The battle raged for hours as wave after wave of NVA charged their position. The fighting was up close and personal with some enemies dropping just a few feet from their positions. In the end, it was estimated that their 21 man platoon had run across an NVA battalion of 300-500 soldiers. Apache Troop didn’t lose a man that day. Official estimates say the NVA lost 100.
There may have been a cake waiting for them when they made it back to base, there may have been several Silver Stars, Bronze Stars and Purple Hearts awarded that day, but the men of Apache Troop will always know. of all the battles they fought in, this was they day they should have died.
March 25, 1970 “The day Sergeant Jorgenson was shot on the Nightly News”:
Of all of their battles, this day is the most famous. Apache Troop had not seen the last of the Dog’s Head Area during the Vietnam War. Just six days after their harrowing battle, the troop was sent back to the exact same area. This time they had some extra personnel along for the trip, a CBS News crew. They were looking to capture combat footage from Vietnam and there was no better place to look for it than the Dog’s Head.
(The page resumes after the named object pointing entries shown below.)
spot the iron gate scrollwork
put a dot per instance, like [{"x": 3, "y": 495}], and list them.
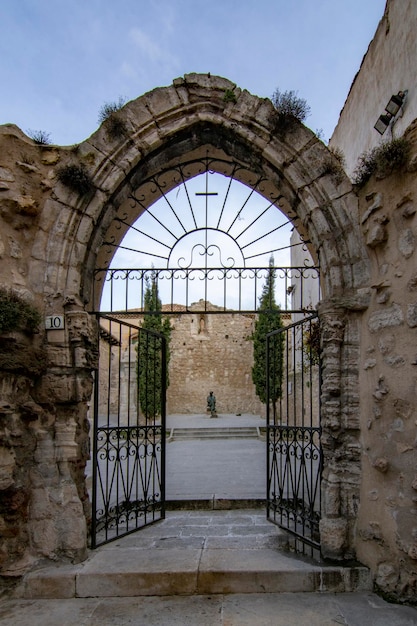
[
  {"x": 129, "y": 430},
  {"x": 294, "y": 456}
]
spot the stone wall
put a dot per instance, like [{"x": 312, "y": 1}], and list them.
[
  {"x": 212, "y": 352},
  {"x": 386, "y": 533},
  {"x": 387, "y": 68},
  {"x": 51, "y": 241}
]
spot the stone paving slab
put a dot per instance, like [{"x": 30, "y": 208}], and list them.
[
  {"x": 285, "y": 609},
  {"x": 194, "y": 552}
]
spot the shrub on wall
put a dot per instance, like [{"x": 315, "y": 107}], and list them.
[
  {"x": 76, "y": 178},
  {"x": 289, "y": 108},
  {"x": 109, "y": 115},
  {"x": 381, "y": 161}
]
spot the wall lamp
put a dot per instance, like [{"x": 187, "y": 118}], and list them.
[{"x": 391, "y": 110}]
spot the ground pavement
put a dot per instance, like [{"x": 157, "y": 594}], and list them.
[{"x": 203, "y": 567}]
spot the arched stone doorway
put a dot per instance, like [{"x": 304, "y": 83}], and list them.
[{"x": 159, "y": 129}]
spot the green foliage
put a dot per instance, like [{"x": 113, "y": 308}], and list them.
[
  {"x": 229, "y": 96},
  {"x": 269, "y": 320},
  {"x": 76, "y": 178},
  {"x": 16, "y": 314},
  {"x": 40, "y": 137},
  {"x": 382, "y": 161},
  {"x": 289, "y": 106},
  {"x": 109, "y": 114},
  {"x": 149, "y": 352},
  {"x": 110, "y": 108}
]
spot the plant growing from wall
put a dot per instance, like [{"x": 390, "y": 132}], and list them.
[
  {"x": 229, "y": 96},
  {"x": 269, "y": 320},
  {"x": 149, "y": 352},
  {"x": 388, "y": 157},
  {"x": 289, "y": 109},
  {"x": 40, "y": 137},
  {"x": 76, "y": 178},
  {"x": 109, "y": 114}
]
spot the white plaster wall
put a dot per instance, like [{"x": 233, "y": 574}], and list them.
[{"x": 389, "y": 66}]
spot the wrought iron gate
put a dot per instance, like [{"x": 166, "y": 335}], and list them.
[
  {"x": 129, "y": 430},
  {"x": 294, "y": 457}
]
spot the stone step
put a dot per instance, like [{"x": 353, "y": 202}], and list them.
[
  {"x": 243, "y": 432},
  {"x": 195, "y": 553},
  {"x": 130, "y": 573}
]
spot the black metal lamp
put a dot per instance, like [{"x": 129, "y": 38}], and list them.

Upon landing, they could see signs everywhere that the NVA had been fortifying their positions in preparation for a possible Round 2 with Apache Troop. The first part of the patrol went by quietly and it seemed they may make it through without event. It was on the way the pickup zone that everything went south. Sgt. Kregg Jorgenson noticed fresh footprints near their route. He bent down to inspect them and saw that they were not the American boot pattern. He looked up and met the gaze of an NVA soldier looking back at him. They both opened up on each other at the same time. Sgt. Jorgenson’s rounds struck home, killing the soldier he was facing, but not without cost. He was shot through both legs with one round severing his Achilles’s Tendon.
Laying on the trail, unable to get back to safety, and assumed dead by the NVA, Kregg could only wait for rescue. It didn’t take long for Specialist 5 Richard “Doc” Del Valle to charge into the gunfire and rush forward to bandage Kregg up while his teammates and the NVA traded gunfire over their heads. They were able to get Sgt. Jorgenson back to safety and he was medevaced out to safety. The footage CBS News captured that day went on to become what Walter Cronkite called some of the greatest footage to ever come out of the Vietnam War. While the report is excellent. Sgt. Jorgenson would like to clear up one misconception. It was not a one way ticket out of the Vietnam War for him. He actually checked himself out of the hospital and hitchhiked his way back to the unit.
You can hear Sgt. Jorgenson’s recollection of that day here.
June 17, 1970 “A harrowing flight to save an ambushed Ranger Team”:
On the night of June 17, a five man Ranger team was out on a reconnaissance patrol. In the dense mountain jungles, they had no idea they were about to walk into a well planned enemy ambush. Two Rangers were killed right away, two more severely wounded and the radio was destroyed. It was up to the one healthy Ranger to run through the jungle all the way back to the operating base in order to bring help.
It was the men of Apache Troop who answered the call, boarding their helicopters in the type of heavy fog most sane men don’t fly in. The fog was so thick, their pilot hung his dog tags from the ceiling so he could judge the orientation of the helicopter. They landed to overwhelming enemy opposition but did not shy away from the heavy firefight. Crawling through the blood soaked saw grass, they were able to reach the surviving Rangers and bring them back to safety but it was not without their own peril.
CSM Tony Cortez earned a Silver Star that day, when not once, but twice he gave up his weapon to break from cover and run into intense enemy machine gun fire to drag a wounded soldier back to safety. Unfortunately, due to politics and a high ranking officer being upset he didn’t get a medal himself, the Silver Star took over twenty years for it to finally arrive in CSM Cortez’s hands.